La otra niña nació aquí en Nueva York, pero la mamá se fue para Colombia porque se cansó de este país y se la llevó hace 5 años. Esto es muy duro. Yo todavía lo siento a pesar de que puedo viajar e ir a visitarlas”.

“Me vine de Colombia hace mucho tiempo para buscar un mejor futuro en este país. Yo soy periodista y trabajo con medios de comunicación, pero a veces las cosas se ponen difíciles, y le toca a uno hacer otras actividades que no son las que uno está acostumbrado”.

“El Día del Padre voy a pasarla junto a amigos y familiares. Mi hijas me llamarán y si hay oportunidad las veré por internet, vía Hotmail, o vía Skype usando la cámara en la computadora”.

“Muchas personas han tenido que separarse de los hijos por el problema con su estatus migratorio, es muy difícil. Los hispanos que viven en EEUU están esperando que haya una reforma migratoria para poder viajar y visitar a sus familiares”.

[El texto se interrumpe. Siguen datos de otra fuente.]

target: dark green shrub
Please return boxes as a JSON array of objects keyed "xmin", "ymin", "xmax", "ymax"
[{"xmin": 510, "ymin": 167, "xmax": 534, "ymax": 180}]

José T. Cortés, mexicano de 44 años, vive en Queens y trabaja en la cocina de un restaurante. Tiene dos hijos en México, una de 20 y uno de 23 años.

“Tengo casi 7 años que no los veo. Yo vine para acá para darles una mejor calidad de vida, para que puedan sacar la carrera que quieren, porque están en la universidad. Yo los estoy apoyando porque en México no les podría dar la educación que ellos buscaban”.

“No puedo salir a visitarlos porque no tengo papeles legales en este país y es muy complicado allá en México que les den un permiso o una visa para venir acá”.

“Voy a estar trabajando el Día del Padre, de ocho de la mañana a tres de la tarde. Yo espero con ilusión recibir una llamada de mis hijos. Me comunico con ellos por el teléfono y con la computadora. A veces me conecto al Facebook para chatear con ellos”.

“Es muy difícil estar separado de mis muchachos, porque tengo conversaciones con ellos en las que me dicen que me extrañan mucho y esperan que regrese pronto. Pero ya lo hemos platicado y cuando ellos terminen su carrera veremos qué pasa;si ellos vienen o si yo regreso”.